A conclusão da primeira fase da Sevandija levou ao oferecimento, por parte da promotoria, de três denúncias à 4ª Vara Criminal de Ribeirão Preto e se referiam a três, dos quatro fatos investigados: terceirização de mão de obra a órgãos públicos por meio da Coderp; licitação e contrato entre Daerp e empresa privada para renovação da rede de abastecimento de água; e pagamento de honorários advocatícios decorrentes de acordo entre o Sindicato dos Servidores Municipais e o escritório de advocacia do qual a ex-advogada do Sindicato, Zuely, era uma das proprietárias; o quarto fato, que se refere à compra de catracas, ainda está sendo apurado.

Os julgamentos da operação têm avançado. As audiências de inquirição de testemunhas relacionadas ao processo que apura irregularidades na Coderp começaram em julho. Essa investigação também envolve nove ex-vereadores, além de personagens que frequentavam o alto escalão da administração municipal.

Entre dezenas de liminares para a concessão de habeas corpus, houve pedidos para o cancelamento do processo. Todos foram indeferidos pela Justiça, que mantém a postura de dar celeridade ao julgamento, abrindo a expectativa por parte do Grupo de Atuação Especial de Combate ao Crime Organizado (Gaeco), do Ministério Público de São Paulo, e da Polícia Federal, para que as primeiras sentenças saiam ainda em 2017.

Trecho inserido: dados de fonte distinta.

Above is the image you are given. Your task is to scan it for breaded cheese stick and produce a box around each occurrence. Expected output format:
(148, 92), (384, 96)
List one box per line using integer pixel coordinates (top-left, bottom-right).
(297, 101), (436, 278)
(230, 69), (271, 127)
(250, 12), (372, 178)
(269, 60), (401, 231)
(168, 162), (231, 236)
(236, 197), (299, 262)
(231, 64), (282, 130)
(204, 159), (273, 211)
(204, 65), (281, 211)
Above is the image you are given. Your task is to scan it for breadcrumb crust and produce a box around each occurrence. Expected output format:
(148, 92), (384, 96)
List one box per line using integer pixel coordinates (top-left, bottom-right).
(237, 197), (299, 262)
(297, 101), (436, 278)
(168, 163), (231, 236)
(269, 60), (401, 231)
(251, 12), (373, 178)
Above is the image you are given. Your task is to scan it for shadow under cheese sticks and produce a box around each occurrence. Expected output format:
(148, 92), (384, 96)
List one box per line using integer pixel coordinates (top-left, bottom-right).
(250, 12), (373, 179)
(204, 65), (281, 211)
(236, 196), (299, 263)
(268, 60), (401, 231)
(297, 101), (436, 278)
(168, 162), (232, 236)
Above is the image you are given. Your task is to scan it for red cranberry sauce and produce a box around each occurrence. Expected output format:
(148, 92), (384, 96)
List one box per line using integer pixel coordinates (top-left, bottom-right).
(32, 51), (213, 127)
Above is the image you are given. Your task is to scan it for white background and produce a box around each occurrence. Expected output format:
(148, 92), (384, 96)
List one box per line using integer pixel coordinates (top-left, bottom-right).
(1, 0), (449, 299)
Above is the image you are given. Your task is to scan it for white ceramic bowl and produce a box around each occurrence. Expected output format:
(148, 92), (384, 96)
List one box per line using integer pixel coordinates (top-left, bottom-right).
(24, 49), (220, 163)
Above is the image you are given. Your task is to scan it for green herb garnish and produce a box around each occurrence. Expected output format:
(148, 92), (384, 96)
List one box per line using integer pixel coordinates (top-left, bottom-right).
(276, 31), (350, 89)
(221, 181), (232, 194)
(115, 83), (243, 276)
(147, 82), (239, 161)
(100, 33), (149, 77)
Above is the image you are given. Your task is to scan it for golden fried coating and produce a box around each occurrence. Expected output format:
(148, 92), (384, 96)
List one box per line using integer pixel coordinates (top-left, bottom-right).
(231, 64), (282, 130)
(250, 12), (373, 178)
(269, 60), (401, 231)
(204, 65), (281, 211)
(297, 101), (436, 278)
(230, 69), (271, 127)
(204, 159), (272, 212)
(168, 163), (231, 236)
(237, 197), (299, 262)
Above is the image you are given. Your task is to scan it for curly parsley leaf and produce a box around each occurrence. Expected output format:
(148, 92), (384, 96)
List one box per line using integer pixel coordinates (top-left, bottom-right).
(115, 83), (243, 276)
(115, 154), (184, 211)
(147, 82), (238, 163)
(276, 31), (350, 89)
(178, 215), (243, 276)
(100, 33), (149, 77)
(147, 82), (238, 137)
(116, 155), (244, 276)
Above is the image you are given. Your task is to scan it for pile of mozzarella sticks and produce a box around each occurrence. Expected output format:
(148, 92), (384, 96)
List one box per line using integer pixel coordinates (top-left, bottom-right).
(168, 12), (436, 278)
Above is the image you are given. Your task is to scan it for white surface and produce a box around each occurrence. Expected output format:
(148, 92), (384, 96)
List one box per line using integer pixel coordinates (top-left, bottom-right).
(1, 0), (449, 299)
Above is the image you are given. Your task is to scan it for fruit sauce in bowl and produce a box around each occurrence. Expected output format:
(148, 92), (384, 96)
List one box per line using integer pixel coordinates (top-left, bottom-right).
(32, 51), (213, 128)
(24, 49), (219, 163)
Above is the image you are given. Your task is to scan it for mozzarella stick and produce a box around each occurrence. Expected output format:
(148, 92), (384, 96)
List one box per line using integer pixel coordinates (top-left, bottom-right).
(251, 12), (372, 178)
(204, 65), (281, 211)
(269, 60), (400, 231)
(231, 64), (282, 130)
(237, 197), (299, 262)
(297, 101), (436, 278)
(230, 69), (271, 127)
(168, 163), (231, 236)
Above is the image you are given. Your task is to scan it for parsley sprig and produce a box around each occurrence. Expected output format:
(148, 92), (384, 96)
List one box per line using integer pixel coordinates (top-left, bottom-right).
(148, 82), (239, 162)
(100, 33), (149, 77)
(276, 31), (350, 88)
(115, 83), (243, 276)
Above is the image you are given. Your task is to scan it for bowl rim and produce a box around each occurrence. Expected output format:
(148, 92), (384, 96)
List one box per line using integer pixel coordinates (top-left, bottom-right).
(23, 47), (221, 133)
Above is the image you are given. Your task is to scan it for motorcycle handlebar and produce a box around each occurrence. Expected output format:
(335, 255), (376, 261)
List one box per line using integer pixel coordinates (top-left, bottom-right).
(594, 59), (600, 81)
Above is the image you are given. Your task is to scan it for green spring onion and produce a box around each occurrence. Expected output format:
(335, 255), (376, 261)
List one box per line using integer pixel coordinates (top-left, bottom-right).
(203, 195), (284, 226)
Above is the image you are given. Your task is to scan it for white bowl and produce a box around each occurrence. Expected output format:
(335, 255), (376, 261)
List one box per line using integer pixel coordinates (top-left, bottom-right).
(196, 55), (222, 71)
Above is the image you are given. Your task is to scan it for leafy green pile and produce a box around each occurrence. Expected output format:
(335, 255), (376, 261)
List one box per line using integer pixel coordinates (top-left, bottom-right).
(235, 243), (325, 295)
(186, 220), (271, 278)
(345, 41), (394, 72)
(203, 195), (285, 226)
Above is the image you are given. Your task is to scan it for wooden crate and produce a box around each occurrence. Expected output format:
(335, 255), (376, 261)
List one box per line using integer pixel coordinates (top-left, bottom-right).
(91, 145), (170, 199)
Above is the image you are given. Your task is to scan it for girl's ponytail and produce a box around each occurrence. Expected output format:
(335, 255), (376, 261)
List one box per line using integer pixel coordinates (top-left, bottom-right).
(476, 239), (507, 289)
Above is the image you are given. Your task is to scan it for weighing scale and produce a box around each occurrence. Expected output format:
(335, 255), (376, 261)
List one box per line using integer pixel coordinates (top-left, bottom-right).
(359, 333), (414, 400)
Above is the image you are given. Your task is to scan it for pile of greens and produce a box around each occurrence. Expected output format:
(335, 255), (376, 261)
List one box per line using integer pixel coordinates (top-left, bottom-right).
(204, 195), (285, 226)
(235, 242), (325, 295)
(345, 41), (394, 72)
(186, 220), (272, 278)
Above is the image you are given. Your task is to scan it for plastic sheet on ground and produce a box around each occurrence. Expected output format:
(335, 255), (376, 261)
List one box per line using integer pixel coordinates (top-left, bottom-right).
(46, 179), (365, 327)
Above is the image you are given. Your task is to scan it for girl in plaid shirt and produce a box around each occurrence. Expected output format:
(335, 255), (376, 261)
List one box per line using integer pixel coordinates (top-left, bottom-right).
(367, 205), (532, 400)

As investigações apontam que foram desviados R$ 45 milhões em fraudes em licitações. Na operação, foram apreendidos ou bloqueados 68 imóveis, 66 veículos e mais de R$ 33 milhões em contas bancárias em dinheiro, além de mais 180 cabeças de gado, maquinário agrícola, obras de arte, artefatos de luxo, entre outros.Entre os presos da operação que seguem detidos está Layr Luchesi Júnior, ex-secretário da Casa Civil

A Justiça de Ribeirão Preto, por meio de decisão do juiz da 4ª Vara Criminal de Ribeirão Preto, Lúcio Alberto Eneas da Silva Ferreira, já determinou a venda antecipada dos veículos e de outros bens que podem perder seu valor, como cabeças de gado, por exemplo. Porém, as defesas recorreram contra a decisão e, agora, cabe ao Tribunal de Justiça de São Paulo confirmar ou não a medida. Caso confirme, os bens irão a leilão e o dinheiro obtido ficará à disposição da Justiça até o julgamento dos casos. Se as ações forem bem-sucedidas, esses recursos serão restituídos ao município. Em março, a Prefeitura de Ribeirão Preto se reuniu com o Gaeco apresentando medidas para que os cofres do município comecem a ser ressarcidos dos prejuízos envolvendo possíveis fraudes em licitações.

Dárcy Vera
Dárcy Vera foi presa na segunda fase da Operação Sevandija, denominada Mamãe Noel, em 2 de dezembro de 2016. A ex-prefeita está detida preventivamente em Tremembé desde maio, quando o Superior Tribunal de Justiça (STJ) cassou a liminar que a mantinha em liberdade. Em agosto, a ministra Rosa Weber, do Supremo Tribunal Federal (STF) negou mais um pedido de habeas corpus solicitado pela defesa de Dárcy. A advogada da ex-prefeita, Maria Cláudia Seixas, que prefere não se manifestar sobre o caso, diz que aguarda os trâmites da Justiça que, segundo ela, estão caminhando  bem. Cláudia pediu, na última semana, para que Dárcy fosse liberada das audiências, marcadas para o fim de setembro, em Ribeirão Preto. Desde maio, Dárcy Vera está presa em Tremembé, juntamente com outros investigados

A ex-prefeita não quer voltar ao Fórum para evitar a exposição ao público e o risco à sua segurança. Dárcy já foi vaiada no Fórum,  porém, o juiz da 4ª Vara Criminal de Ribeirão Preto, Lúcio Alberto Eneas da Silva Ferreira, indeferiu o pedido protocolado, afirmando que é necessária a participação da acusada nas audiências para evitar qualquer situação que levante a possibilidade de anulação do processo e garantiu que todas as medidas de segurança já foram tomadas junto ao Fórum e à Polícia Militar para garantir a ordem e a tranquilidade nos trabalhos. “A dispensa de comparecimento da acusada poderia ensejar, aos olhos do público, uma ideia de privilégio incompatível com a Justiça, cujo símbolo, a Deusa Têmis, usa venda nos olhos, justamente para garantir o tratamento igualitário das partes”, escreveu o juiz no despacho.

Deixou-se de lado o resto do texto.